Baret, F. 1986. Contribution au suivi radiometriqué de cultures de céréales. Ph.D. Dissertation, Université Orsay, Orsay, France.

McMaster, G.S. and Wilhelm, W.W., 1997. Growing degree-days: one equation, two interpretations. Agricultural and forest meteorology, 87(4), pp.291-300.

Wallach, D., Makowski, D., and Jones, J.W. 2006. Working with dynamic crop models. Chapter 3: UNcertainty and sensitivity analysis for crop models by Monod, H., Naud, C., and Makowski, D.

Patrignani, A., Knapp, M., Redmond, C. and Santos, E., 2020. Technical overview of the Kansas Mesonet. Journal of Atmospheric and Oceanic Technology, 37(12), pp.2167-2183.

Van Rossum, G., Warsaw, B. and Coghlan, N., 2001. PEP 8: style guide for Python code. Python Software Foundation. Link: https://www.python.org/dev/peps/pep-0008/ Accessed: 25-April-2021.

## Q&A <a id='q&a'>

**Question:** I don't have a result on the screen

**Answer instructor:** Few things could be going on here:
   1. Make sure you run the code cell. You can do this by pressing `ctrl + Enter`
   2. Make sure your cell is a `code` cell (default) and not a `markdown` cell.
   3. It is possible that the result is saved into a variable. Use the `print()` function to display the content of the varaible.

<br/>

**Question:** Can I choose DPI, size, format before exporting the figure? How to export?

**Answer instructor:** Bokeh does not have a way to specify the DPI. The resolution is set up by the width and the height of the plot. For a high resolution simply set up a larger figure. Read [this discussion](https://github.com/bokeh/bokeh/issues/8807) from one of the main Bokeh developers.

**Answer by another student:** If you use a plotting library called Matplotlib, the following code should save your figure `plt.savefig('weather.png', dpi=500, bbox_inches='tight')`. This code will not work in Bokeh.

<br/>

**Question:**
Is there a way to show a floating TOC on notebooks?

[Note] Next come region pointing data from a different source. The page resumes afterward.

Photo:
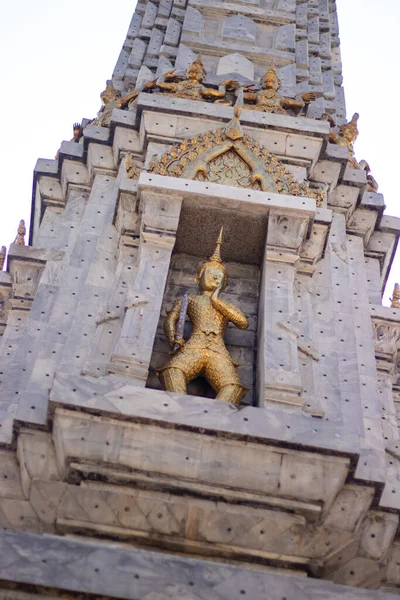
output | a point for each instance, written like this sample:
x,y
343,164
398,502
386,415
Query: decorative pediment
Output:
x,y
227,156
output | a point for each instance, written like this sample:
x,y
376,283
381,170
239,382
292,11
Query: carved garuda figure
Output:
x,y
269,100
205,352
190,86
112,99
348,133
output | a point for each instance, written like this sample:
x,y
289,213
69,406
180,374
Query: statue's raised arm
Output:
x,y
205,352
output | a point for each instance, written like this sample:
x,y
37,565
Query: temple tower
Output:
x,y
184,415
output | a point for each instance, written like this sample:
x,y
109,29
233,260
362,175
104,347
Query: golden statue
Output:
x,y
348,133
372,184
190,86
205,352
3,253
396,296
20,239
269,100
112,99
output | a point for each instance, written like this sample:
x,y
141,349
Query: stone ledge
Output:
x,y
179,106
207,194
67,565
120,400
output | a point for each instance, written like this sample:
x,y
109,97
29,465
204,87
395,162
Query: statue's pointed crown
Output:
x,y
216,256
271,73
215,259
197,65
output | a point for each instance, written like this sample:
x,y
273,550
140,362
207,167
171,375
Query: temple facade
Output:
x,y
199,384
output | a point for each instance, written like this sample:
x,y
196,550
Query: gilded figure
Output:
x,y
348,133
3,253
395,300
20,239
205,352
268,99
112,98
372,184
190,86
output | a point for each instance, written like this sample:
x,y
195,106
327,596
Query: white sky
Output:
x,y
57,54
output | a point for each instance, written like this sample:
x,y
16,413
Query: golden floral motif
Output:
x,y
227,156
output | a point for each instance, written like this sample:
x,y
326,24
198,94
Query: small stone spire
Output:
x,y
3,253
20,239
216,257
395,300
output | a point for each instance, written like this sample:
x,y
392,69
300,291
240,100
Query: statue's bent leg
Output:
x,y
221,373
232,393
173,380
184,366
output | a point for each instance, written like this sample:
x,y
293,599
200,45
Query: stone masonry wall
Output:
x,y
239,40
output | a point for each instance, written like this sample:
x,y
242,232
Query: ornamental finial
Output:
x,y
20,239
395,300
3,253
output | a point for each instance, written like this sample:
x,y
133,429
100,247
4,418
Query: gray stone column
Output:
x,y
278,377
133,350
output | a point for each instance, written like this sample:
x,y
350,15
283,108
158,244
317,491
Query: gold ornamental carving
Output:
x,y
268,99
347,136
205,352
190,86
227,156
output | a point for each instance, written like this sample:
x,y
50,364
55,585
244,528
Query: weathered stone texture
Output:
x,y
303,478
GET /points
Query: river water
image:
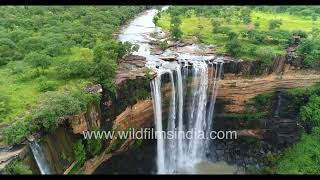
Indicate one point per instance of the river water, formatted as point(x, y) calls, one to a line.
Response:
point(180, 155)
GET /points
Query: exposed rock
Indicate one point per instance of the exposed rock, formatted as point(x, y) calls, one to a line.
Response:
point(79, 123)
point(7, 156)
point(139, 115)
point(168, 58)
point(237, 92)
point(131, 67)
point(256, 133)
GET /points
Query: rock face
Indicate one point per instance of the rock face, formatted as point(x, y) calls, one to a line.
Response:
point(139, 115)
point(131, 67)
point(237, 91)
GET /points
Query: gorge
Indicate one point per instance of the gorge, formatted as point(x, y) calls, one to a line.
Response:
point(185, 87)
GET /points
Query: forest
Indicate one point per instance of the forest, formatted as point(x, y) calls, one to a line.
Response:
point(251, 32)
point(262, 33)
point(47, 55)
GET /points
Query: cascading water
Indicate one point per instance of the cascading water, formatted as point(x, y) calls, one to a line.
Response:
point(276, 113)
point(40, 158)
point(191, 107)
point(178, 152)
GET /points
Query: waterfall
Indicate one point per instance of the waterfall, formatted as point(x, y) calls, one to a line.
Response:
point(216, 76)
point(276, 113)
point(40, 158)
point(178, 152)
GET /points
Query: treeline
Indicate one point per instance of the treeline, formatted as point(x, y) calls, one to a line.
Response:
point(242, 35)
point(57, 45)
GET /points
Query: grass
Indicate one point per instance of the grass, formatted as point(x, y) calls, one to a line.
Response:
point(23, 88)
point(203, 26)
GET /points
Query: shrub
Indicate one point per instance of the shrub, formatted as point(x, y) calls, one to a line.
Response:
point(79, 152)
point(19, 130)
point(303, 157)
point(262, 101)
point(38, 61)
point(46, 85)
point(7, 50)
point(75, 69)
point(265, 56)
point(4, 103)
point(94, 146)
point(274, 24)
point(233, 47)
point(55, 106)
point(163, 45)
point(17, 168)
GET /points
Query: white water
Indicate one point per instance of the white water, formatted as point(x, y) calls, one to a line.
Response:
point(40, 158)
point(178, 153)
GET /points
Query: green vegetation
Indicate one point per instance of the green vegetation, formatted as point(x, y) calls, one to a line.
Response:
point(49, 114)
point(47, 52)
point(79, 152)
point(303, 157)
point(17, 168)
point(310, 113)
point(94, 145)
point(54, 48)
point(251, 32)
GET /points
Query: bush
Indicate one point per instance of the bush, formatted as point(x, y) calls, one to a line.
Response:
point(310, 113)
point(18, 131)
point(303, 157)
point(265, 56)
point(55, 106)
point(79, 152)
point(4, 103)
point(274, 24)
point(94, 146)
point(233, 47)
point(38, 61)
point(163, 45)
point(309, 49)
point(17, 168)
point(46, 85)
point(7, 50)
point(262, 101)
point(75, 69)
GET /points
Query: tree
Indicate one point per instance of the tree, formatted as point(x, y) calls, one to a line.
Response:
point(175, 27)
point(39, 61)
point(265, 56)
point(274, 24)
point(233, 47)
point(129, 48)
point(7, 51)
point(105, 55)
point(79, 152)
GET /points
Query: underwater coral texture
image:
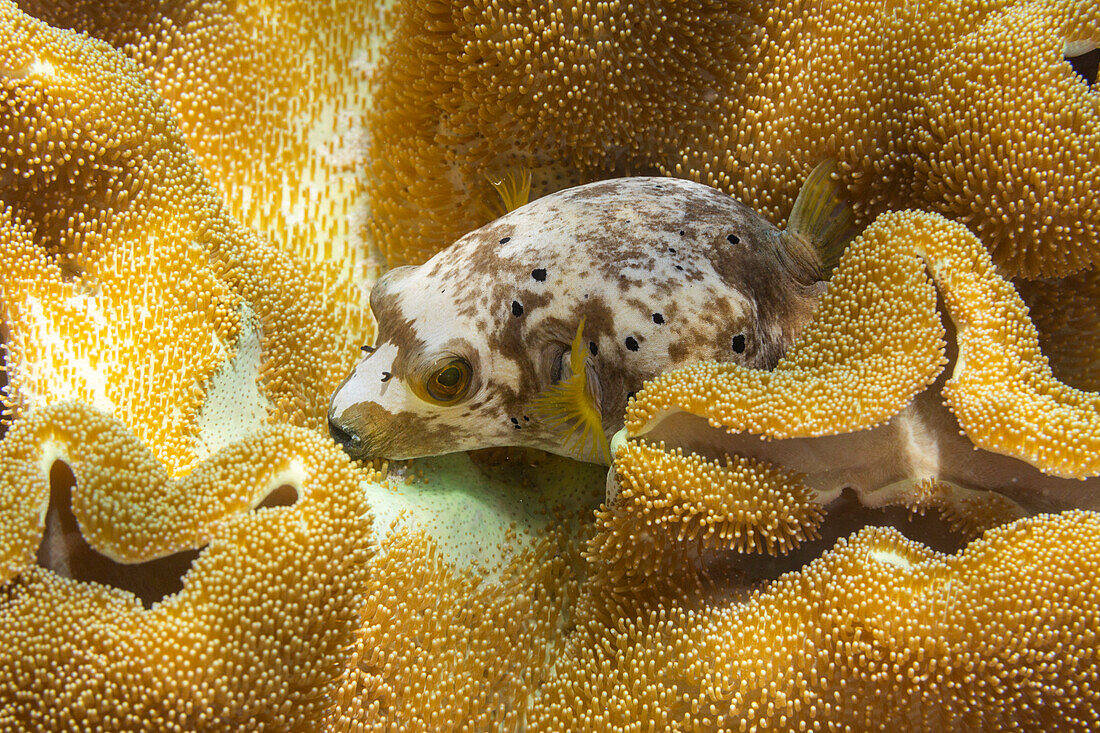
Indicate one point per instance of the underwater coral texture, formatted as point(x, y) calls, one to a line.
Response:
point(195, 198)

**Answer instructor:** Floating TOC are possible by installing some extensions in Jupyter Lab. Look at the Extension Manager (icon of a puzzle piece to your left). Some extensions are useful and handy for improving the styling of the notebook. Many features that involve interactivity likely involve another language called Javscript, which means that you will end up installing several more dependencies. I added a TOC to this notebook using basic Markdown and HTML, which does not require additional installations. [Check this extension](https://github.com/jupyterlab/jupyterlab-toc). 

<br/>

**Question:**:I think you used a dot to perform a sequence of math operations, but does it work for more complex functions? I'm thinking if there's an analog to the pipe in R (i.e. use the object at the left as the first argument of the function at the right). Thanks!!!

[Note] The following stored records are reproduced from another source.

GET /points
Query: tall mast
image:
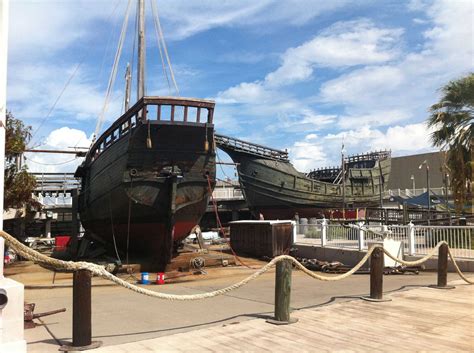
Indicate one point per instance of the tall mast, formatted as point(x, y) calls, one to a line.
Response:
point(3, 101)
point(128, 88)
point(141, 50)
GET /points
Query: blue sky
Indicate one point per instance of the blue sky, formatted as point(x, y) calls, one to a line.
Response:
point(298, 75)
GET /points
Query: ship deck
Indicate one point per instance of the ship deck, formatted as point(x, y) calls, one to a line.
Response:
point(330, 315)
point(421, 319)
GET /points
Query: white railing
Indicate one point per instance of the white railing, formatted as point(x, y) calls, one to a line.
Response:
point(416, 240)
point(227, 194)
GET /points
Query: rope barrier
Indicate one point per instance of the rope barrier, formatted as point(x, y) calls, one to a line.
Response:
point(35, 256)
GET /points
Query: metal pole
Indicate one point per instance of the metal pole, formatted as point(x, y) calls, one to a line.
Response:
point(74, 211)
point(282, 294)
point(4, 4)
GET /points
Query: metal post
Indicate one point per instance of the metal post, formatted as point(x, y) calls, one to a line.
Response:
point(81, 313)
point(282, 294)
point(74, 211)
point(411, 238)
point(324, 232)
point(361, 237)
point(443, 268)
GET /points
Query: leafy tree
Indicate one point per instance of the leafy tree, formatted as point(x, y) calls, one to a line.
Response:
point(453, 120)
point(19, 185)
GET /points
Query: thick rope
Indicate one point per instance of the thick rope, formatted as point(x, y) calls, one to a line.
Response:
point(458, 270)
point(420, 261)
point(33, 255)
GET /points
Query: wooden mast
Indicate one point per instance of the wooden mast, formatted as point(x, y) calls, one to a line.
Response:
point(141, 50)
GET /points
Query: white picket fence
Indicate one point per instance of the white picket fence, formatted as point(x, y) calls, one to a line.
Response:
point(417, 240)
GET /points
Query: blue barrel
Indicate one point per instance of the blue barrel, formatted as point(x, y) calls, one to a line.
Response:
point(145, 278)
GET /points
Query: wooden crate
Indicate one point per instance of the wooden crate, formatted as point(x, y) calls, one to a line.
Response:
point(261, 238)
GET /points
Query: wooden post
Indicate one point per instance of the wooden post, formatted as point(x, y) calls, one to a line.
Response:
point(81, 309)
point(282, 294)
point(376, 273)
point(376, 276)
point(443, 268)
point(81, 313)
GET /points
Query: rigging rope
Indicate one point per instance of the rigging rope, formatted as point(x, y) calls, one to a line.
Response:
point(59, 97)
point(161, 38)
point(113, 74)
point(60, 163)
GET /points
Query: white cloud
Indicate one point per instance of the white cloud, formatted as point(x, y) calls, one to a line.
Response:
point(361, 87)
point(343, 44)
point(316, 151)
point(307, 154)
point(183, 19)
point(410, 83)
point(245, 92)
point(373, 118)
point(63, 138)
point(41, 28)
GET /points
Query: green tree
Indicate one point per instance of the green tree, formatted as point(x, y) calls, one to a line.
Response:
point(19, 184)
point(453, 121)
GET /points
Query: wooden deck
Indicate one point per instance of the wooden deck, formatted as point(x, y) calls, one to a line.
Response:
point(420, 319)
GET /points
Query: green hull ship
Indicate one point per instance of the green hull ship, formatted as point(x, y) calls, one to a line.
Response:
point(274, 189)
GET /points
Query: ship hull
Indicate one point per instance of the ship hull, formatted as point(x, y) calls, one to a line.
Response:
point(274, 189)
point(148, 189)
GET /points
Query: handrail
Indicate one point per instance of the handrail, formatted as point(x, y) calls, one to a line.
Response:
point(250, 147)
point(127, 117)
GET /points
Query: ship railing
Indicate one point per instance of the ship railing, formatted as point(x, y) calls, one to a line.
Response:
point(368, 156)
point(249, 147)
point(163, 109)
point(414, 239)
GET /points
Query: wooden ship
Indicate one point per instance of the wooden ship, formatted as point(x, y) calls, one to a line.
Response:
point(146, 180)
point(274, 189)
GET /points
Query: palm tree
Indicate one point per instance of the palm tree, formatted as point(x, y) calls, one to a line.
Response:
point(453, 121)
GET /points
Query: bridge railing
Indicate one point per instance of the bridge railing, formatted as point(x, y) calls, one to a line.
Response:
point(416, 240)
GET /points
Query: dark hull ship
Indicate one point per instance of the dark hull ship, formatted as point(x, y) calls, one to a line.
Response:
point(275, 189)
point(145, 180)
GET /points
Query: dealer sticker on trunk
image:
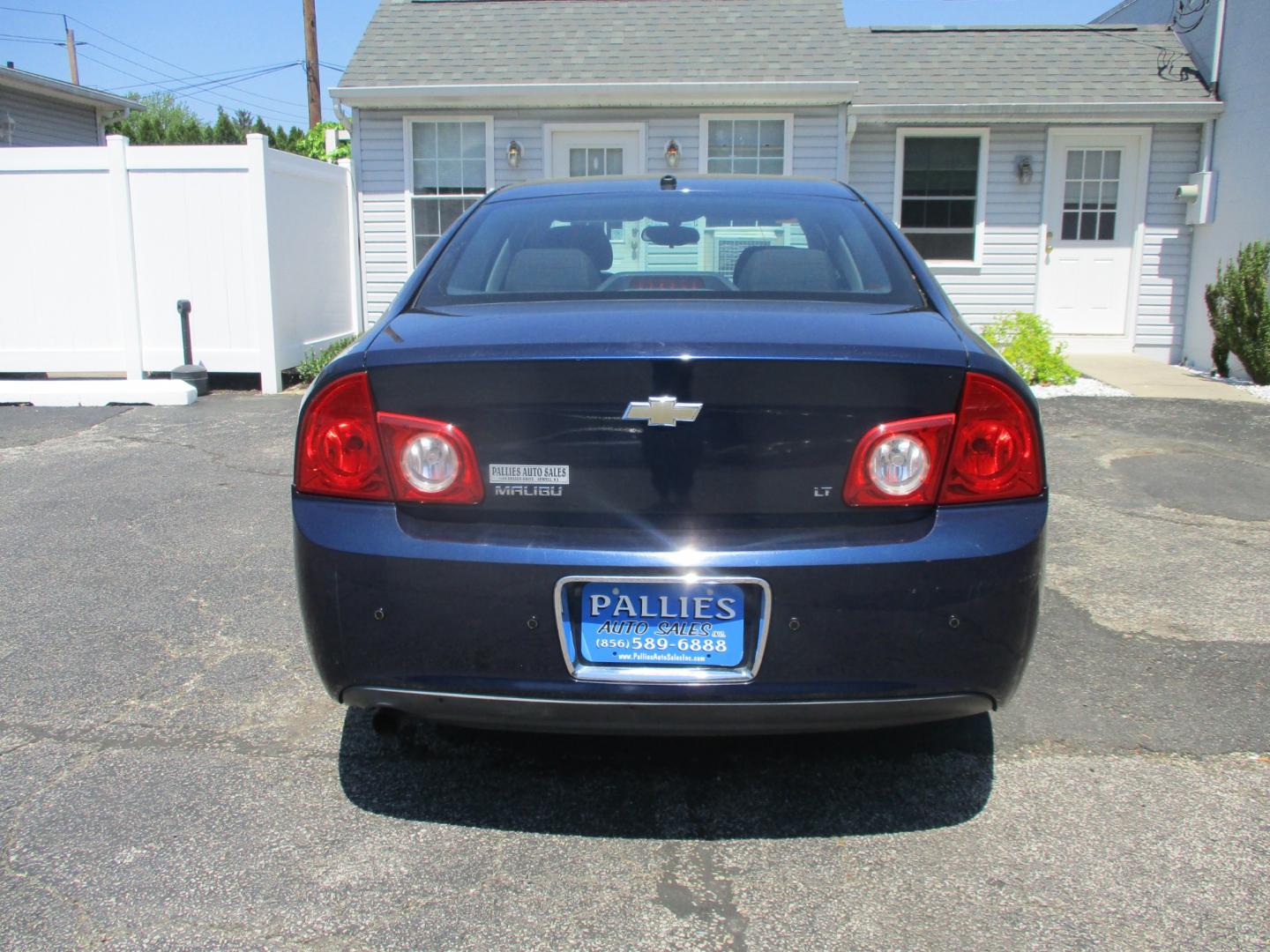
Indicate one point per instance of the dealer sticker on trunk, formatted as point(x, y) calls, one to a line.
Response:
point(528, 475)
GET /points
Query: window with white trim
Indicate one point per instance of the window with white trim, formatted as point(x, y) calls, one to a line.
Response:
point(940, 195)
point(449, 173)
point(753, 146)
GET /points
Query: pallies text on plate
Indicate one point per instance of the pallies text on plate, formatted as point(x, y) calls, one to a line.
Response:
point(527, 473)
point(528, 492)
point(666, 607)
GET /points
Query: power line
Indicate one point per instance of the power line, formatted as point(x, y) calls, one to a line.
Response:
point(228, 81)
point(211, 80)
point(276, 120)
point(183, 89)
point(245, 100)
point(31, 40)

**Answer instructor:** The pipe `|` operator in the *R* programming language represents the *bitwise OR* operator in Python, which is widely used to perform vectorized boolean operations, notably when using the Numpy module or modules heavily based on Numpy. Python, and particularly modules like Pandas, allow the user to chain multiple methods. I typically advise against chaining more than two operations to maintain code readability, but this is a personal choice. One-line statements are neat and force the programmer to test their skill and learn tricks, just make sure your code does not become cryptic.